Economy needing to cruise at a higher level

Nearly everybody is convinced that the economy is not doing the best it could. The government has been making efforts to get the private sector to make breakthroughs.

From the government’s first budget to its Vision 2030, the appeal is to make additional activities emerge. In other words, the scope of the economy should be enhanced.

While traditional sectors such as real estate development, export manufacturing, tourism, financial services, SMEs, etc., have been keeping themselves active enough, the feeling is that it is not enough. For example, real estate activity will not in itself be the stimulating factor for other needed growth sectors to emerge. It has its limits.

We saw the limits even in export manufacturing recently. Production units can relocate to other countries if Mauritius doesn’t give them the scope to competitively maintain their production here. UK-centric garments exporters are faced with uncertainty after the ‘Brexit’ vote. Financial services are hit by an excess of quasi unemployable surpluses of liquidity, in the absence of viable projects to finance. Even their operating space as regards provision of their international services has been severely narrowed down by the recent renegotiation of the India-Mauritius DTAA. But thanks to changing international perceptions of security, tourism on its part has been doing well.

Ups and downs are normal in business. But countries which anticipate such changes and proactively bring up ever newer activities to replace whatever is being lost, manage to keep the economic system going. Real estate development, which the local private sector and even the government have been focussing on, will not really create the much needed additional economic scope of the country. For increasing economic scope substantively, we will have to do much more than one-off economic engagements.

It is also not enough to enunciate possible new sectors of activity such as the ocean economy and development of a maritime hub around Port Louis harbour to get off the ground. One has to create the conditions for the emergence and maintenance of the activities from Mauritius in a cost competitive manner. Required resources have to be clearly identified and put in place. Strategic advantages have to be created locally and internationally. It is because we have not identified special advantages we can confer on producers for developing those activities that all of these have been merely spoken of since a number of years without concretely translating them into reality.

Establishing clear links and appropriate environments for undertaking profitable multiple business in new areas is a precondition for augmenting the required economic scope. This means activities undertaken in the new context must complement and supplement each other sustainably. Standalones like real estate development will do up to a point, but no more.

Government does not have the resources to bring up all the relevant investment towards this kind of multiple expansion of mutually supporting activities in Mauritius. It has fast reached the limits of its public indebtedness.

Over the past 18 months, the private sector has not been forthcoming enough in terms of raising the required level of productive investment in promising new sectors with adequate enough marginal productivity of investment to justify bringing into place a self-supporting higher growth process. Nor has this been the case the past four years before the new government came to power.
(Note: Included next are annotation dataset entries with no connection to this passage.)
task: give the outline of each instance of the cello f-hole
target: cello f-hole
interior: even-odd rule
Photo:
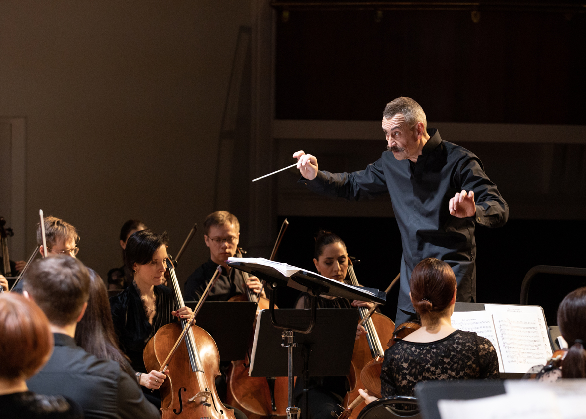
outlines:
[[[177,397],[179,399],[179,411],[177,411],[177,409],[173,409],[173,413],[175,413],[176,415],[178,415],[181,412],[183,411],[183,401],[181,400],[182,390],[183,391],[186,391],[187,389],[186,389],[185,387],[182,387],[180,389],[179,389],[179,391],[177,391]]]

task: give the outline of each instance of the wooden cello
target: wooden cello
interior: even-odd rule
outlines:
[[[5,229],[6,220],[4,217],[0,217],[0,237],[1,237],[2,271],[3,275],[7,277],[12,276],[12,269],[10,267],[10,255],[8,254],[8,237],[14,236],[12,229]]]
[[[355,287],[359,287],[358,280],[354,272],[352,261],[350,258],[348,261],[348,275],[350,277],[350,282]],[[360,313],[360,319],[364,319],[369,314],[369,311],[366,307],[359,307],[358,311]],[[367,383],[363,382],[362,377],[362,373],[364,367],[369,363],[373,363],[374,362],[375,363],[378,363],[380,372],[380,364],[384,357],[384,349],[386,349],[383,348],[381,342],[387,342],[389,339],[391,338],[393,332],[395,329],[394,322],[386,316],[376,312],[373,312],[372,314],[372,315],[364,321],[363,326],[366,329],[366,333],[360,335],[360,338],[354,342],[354,350],[352,353],[350,375],[348,376],[350,390],[346,393],[346,397],[344,398],[343,406],[346,408],[352,401],[356,400],[357,397],[360,396],[358,393],[359,389],[364,389],[365,386],[369,387]],[[366,376],[364,378],[368,380]],[[379,389],[377,391],[379,393],[380,392],[380,383],[379,380]],[[376,388],[376,384],[370,386],[370,387]],[[379,394],[378,397],[380,397],[380,394]],[[349,415],[349,417],[351,419],[354,419],[365,406],[366,405],[364,400],[362,400],[361,403],[355,406],[356,408]]]
[[[167,259],[169,285],[175,292],[178,307],[185,306],[175,270]],[[216,377],[220,375],[220,354],[216,342],[205,330],[196,325],[188,328],[185,345],[173,349],[192,319],[181,319],[181,326],[173,322],[157,331],[145,348],[143,357],[147,370],[170,371],[159,389],[161,415],[185,419],[236,419],[234,410],[222,404],[216,390]],[[164,365],[163,365],[164,364]]]
[[[285,220],[281,227],[279,236],[272,248],[271,260],[274,259],[277,250],[288,225],[288,222]],[[245,281],[247,281],[248,274],[246,272],[242,273]],[[246,294],[234,296],[229,301],[253,301],[257,303],[259,310],[268,308],[268,298],[257,296],[246,284],[244,288],[247,291]],[[248,419],[266,419],[273,416],[285,416],[288,404],[287,377],[250,377],[248,371],[251,347],[251,343],[246,359],[232,362],[228,373],[226,401],[243,411]]]

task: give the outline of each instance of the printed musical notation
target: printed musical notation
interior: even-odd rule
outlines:
[[[496,349],[500,372],[526,373],[551,356],[540,307],[486,304],[485,308],[454,312],[452,326],[489,339]]]

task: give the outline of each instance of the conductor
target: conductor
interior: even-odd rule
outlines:
[[[353,173],[319,171],[318,160],[298,151],[299,182],[311,190],[347,200],[372,198],[388,191],[403,243],[401,290],[396,323],[415,318],[409,279],[420,261],[447,263],[458,282],[456,301],[476,301],[477,224],[505,225],[509,206],[474,154],[428,128],[419,104],[399,97],[387,104],[382,128],[387,151],[366,169]]]

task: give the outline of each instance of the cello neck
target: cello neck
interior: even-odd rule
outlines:
[[[179,289],[179,281],[177,281],[177,275],[175,275],[175,270],[171,263],[171,258],[167,259],[167,268],[169,271],[169,282],[171,282],[175,296],[175,302],[178,308],[185,306],[185,302],[183,301],[183,295]],[[187,319],[181,319],[181,326],[185,328],[187,325]],[[195,343],[195,339],[193,338],[193,332],[191,328],[188,331],[185,338],[185,345],[187,345],[187,352],[189,357],[189,363],[191,365],[192,371],[193,372],[202,371],[202,361],[199,357],[199,352],[197,350],[197,346]]]
[[[348,275],[350,276],[350,280],[354,287],[360,287],[358,284],[358,279],[356,274],[354,272],[354,265],[352,265],[352,261],[349,259],[348,263]],[[359,307],[358,312],[360,313],[360,318],[363,319],[368,315],[369,309],[366,307]],[[383,349],[383,345],[380,344],[380,340],[379,339],[379,335],[374,328],[374,323],[372,321],[372,318],[369,318],[368,320],[364,322],[364,329],[366,329],[366,340],[368,342],[369,348],[370,349],[370,355],[373,358],[377,356],[384,356],[384,350]]]

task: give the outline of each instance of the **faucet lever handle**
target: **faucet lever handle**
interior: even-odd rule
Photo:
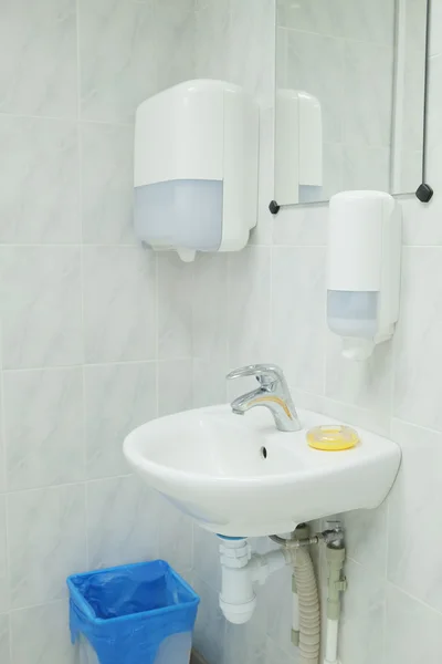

Remaining stuck in this situation of gridlock on the economic front is not an option for a country such as Mauritius. We have to break away. If we can’t manage to break away on our own, we need support for so doing from the international private sector in quest of opportunities to do profitable international business based in Mauritius.

The latter have to be convinced that we have identified the avenues for them to do business confidently from Mauritius, that they can have access to all the materials they need to undertake activity, that connectivity is seamless and highly cost-efficient between us and the external markets they target for their products, that we will not rashly undermine business confidence, that logistics and operating space are available, etc.

It may appear surprising to some. But governments which manage to send their economies into successive higher orbits, do a lot of prior homework. They put themselves in the place of potential investors into new lines of economic activity sought to be canvassed and have an answer for all possible questions the investors may raise to convince themselves before setting up their enterprises. A good networking of mutually dependent businesses (e.g., reliable supplier of raw material inputs, chemical processing labs, producers of the pharmaceuticals, target export markets for finished production, efficient shipping lines from source of inputs to export supply locations) in an economy is yet one more reason why investors will be drawn to do business over here. So, a government needs develop a comprehensive slate of mutually supporting business linkages, do its own bit as a facilitator and ensure social justice as well, to lift the economy from its current slack.

Yes, one can tinker at the edges to set right some inefficiencies which have already set in. But the real job to do is to raise the critical mass of business in the country in the first place. And, importantly enough, stop giving a negative image of Mauritius as a place for doing business.